David Stern and others in the NBA have been making noise about changing the face of Olympic basketball when Rio hosts the Games in 2012.
The man who thinks that 18-year-olds are too young for his league has hinted about making the basketball competition limited to players 23 and under, a move that is somehow equally greedy and shortsighted about economy. The greed comes from the desire to hold an NBA-operated World Cup of Basketball that would send money to the league's owners instead of to the International Olympic Committee.
Given how much fuss was just made about Jeremy Lin, we shouldn't need to point out the benefits of international exposure for NBA teams. Not that you need to evoke Lin's name in a league that has grown exponentially since they first introduced the Dream Team to the world in 1992.
There are great benefits to having the best players in the world playing in the Olympic Games, although it is surely too great a leap to suggest that every owner in the NBA is smart enough to find a way to leverage those benefits into more financial success for themselves.
As the man who grew the NBA from an afterthought to a main event, Stern should be able to see those benefits and explain them to a group that pays someone like Landry Fields big money as a free agent.
You could start by showing them a tape of the United States' 126-97 win over Argentina, a game that the U.S. blew open in the second half after a serious battle in the first half. Anyone who saw that game saw Kevin Durant playing his otherworldly brand of offensive basketball and it is impossible to imagine watching it without seeing the potential to sell that around the world every four years.
The game was so hotly contested that Carmelo Anthony took a cheap shot to the groin near the end of the third quarter, something that seemed to touch off an even deeper level of play from the Americans. And that was just a preliminary game.
The medal round is going to be stuffed wall-to-wall with great players playing close games and shooting for an upset for the ages against the United States. Impossible? Ask Mike Eruzione.
Baseball is gone from the Olympics because the lack of world class players made the games totally irrelevant. Basketball could not be more relevant right now and every one of these games is free marketing for the league worth an infinite amount of money in an increasingly global market.
Is it too one-sided? Perhaps, but the post-1992 basketball world has improved across the board with blinding speed and that's something that is hard to imagine happening without the NBA jumping on board.
And overwhelming victories by one or two countries don't seem to bother anyone when it comes to cycling, badminton, table tennis or certain swimming events. Such is the nature of the Olympic Games and the narrative of trying to topple the king of the hill has always been a popular one in sports.

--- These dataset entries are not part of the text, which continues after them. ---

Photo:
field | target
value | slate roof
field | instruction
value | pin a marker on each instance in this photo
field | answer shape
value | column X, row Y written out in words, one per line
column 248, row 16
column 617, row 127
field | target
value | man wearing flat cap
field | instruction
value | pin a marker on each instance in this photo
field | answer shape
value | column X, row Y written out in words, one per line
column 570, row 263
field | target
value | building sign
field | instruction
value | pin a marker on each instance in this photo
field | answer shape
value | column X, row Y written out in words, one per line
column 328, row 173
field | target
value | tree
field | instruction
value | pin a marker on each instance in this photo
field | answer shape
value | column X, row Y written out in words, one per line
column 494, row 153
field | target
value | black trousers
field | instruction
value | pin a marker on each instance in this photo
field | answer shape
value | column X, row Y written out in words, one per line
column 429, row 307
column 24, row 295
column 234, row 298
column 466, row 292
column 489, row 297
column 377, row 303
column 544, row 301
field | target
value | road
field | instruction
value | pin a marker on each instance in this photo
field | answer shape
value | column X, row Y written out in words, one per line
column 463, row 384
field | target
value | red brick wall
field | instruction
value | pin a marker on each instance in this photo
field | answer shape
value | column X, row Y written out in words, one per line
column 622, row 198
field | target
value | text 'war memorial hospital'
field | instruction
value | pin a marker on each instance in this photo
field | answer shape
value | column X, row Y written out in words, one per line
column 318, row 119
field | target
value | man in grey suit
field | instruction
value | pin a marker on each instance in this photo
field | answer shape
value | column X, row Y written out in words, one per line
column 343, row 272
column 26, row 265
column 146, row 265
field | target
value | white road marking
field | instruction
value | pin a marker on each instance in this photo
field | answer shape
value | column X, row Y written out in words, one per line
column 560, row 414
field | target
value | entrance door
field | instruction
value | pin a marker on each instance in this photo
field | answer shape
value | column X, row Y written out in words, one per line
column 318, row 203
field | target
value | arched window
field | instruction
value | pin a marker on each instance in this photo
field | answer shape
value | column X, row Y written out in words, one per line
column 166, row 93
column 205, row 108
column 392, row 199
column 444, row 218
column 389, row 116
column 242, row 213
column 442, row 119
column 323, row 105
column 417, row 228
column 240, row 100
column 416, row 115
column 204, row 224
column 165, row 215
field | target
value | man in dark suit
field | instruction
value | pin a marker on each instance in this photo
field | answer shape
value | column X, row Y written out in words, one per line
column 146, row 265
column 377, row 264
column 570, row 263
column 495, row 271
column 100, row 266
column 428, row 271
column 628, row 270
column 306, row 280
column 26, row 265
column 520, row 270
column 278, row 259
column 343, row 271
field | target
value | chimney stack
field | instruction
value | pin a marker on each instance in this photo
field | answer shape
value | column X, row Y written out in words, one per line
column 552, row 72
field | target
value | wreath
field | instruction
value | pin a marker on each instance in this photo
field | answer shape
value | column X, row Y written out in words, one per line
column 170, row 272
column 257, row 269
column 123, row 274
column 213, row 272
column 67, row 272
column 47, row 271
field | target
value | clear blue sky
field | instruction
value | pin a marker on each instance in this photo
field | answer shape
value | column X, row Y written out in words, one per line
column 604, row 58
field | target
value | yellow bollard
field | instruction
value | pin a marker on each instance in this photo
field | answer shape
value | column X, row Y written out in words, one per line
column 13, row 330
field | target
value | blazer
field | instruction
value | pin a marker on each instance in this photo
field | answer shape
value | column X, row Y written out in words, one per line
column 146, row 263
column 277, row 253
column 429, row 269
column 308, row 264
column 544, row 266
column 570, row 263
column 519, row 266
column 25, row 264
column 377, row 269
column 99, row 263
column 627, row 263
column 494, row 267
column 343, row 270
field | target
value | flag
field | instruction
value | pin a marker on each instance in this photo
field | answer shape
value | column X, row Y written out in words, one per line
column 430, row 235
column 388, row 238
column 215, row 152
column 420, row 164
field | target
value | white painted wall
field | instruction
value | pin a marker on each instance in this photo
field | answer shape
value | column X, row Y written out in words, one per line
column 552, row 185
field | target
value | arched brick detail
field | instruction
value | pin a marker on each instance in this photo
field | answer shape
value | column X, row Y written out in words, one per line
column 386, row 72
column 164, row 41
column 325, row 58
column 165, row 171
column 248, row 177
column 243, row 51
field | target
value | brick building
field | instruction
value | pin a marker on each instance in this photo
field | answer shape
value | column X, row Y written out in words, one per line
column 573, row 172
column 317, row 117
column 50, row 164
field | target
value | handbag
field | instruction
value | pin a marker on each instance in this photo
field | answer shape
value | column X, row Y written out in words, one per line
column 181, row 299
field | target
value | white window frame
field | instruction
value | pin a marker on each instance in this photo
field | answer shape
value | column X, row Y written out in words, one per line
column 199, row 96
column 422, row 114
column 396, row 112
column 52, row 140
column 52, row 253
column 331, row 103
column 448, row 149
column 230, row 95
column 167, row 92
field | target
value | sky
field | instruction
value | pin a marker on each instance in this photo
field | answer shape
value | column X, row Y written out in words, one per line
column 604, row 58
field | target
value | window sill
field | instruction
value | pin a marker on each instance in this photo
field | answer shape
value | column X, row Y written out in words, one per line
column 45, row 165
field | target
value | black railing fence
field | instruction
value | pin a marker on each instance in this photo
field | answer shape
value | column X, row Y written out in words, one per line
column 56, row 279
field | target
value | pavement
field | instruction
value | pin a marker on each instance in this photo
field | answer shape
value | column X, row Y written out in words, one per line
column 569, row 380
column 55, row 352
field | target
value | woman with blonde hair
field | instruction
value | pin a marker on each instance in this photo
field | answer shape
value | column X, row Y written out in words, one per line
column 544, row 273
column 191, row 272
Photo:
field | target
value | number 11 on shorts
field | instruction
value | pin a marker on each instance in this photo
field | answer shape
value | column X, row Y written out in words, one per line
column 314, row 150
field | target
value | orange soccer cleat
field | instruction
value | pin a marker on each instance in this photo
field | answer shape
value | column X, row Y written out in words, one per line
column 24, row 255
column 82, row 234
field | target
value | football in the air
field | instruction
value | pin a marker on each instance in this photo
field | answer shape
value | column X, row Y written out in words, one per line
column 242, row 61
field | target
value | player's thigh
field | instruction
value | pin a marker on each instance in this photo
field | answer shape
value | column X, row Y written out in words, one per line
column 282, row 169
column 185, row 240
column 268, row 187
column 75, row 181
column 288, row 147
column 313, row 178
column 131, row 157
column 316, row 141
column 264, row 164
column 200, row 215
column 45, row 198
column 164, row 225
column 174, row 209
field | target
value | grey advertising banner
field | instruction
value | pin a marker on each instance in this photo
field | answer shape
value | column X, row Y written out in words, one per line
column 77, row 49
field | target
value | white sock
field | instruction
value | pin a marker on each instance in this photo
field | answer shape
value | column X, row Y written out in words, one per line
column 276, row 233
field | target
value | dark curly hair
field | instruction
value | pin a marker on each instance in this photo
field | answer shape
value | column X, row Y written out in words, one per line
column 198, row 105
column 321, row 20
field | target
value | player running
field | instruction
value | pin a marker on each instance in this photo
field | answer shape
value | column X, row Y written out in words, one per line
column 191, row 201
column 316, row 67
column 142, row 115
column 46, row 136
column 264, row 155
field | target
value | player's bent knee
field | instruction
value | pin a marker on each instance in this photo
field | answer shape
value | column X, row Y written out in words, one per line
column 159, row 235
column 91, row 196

If the NBA tries to pull some shenanigans when it comes to the Olympic rosters, the IOC should call their bluff and drop basketball from the program. The Olympics is about the best athletes in the world and nothing else should be acceptable as part of the program.
Soccer is the best example of that. It's going to be hard for any Olympic event to top the thrills of Monday's U.S.-Canada game that ended with Alex Morgan's header for goal with 30 seconds left in what wound up as a 4-3 win and berth in the gold medal game for the United States.
It was consequential, nerve-racking and memorable. Those three words will never be mentioned about men's soccer, which has the age restrictions basketball is thinking about and not even a scintilla of the relevance that the distaff side brings to the table.
Seeing the way that has played out forces you to ask just one question of Stern and his cronies. Why would the NBA willingly relegate its sport to a second class spot in the global sports hierarchy when being on the first tier has been one of the greatest successes in the history of the game?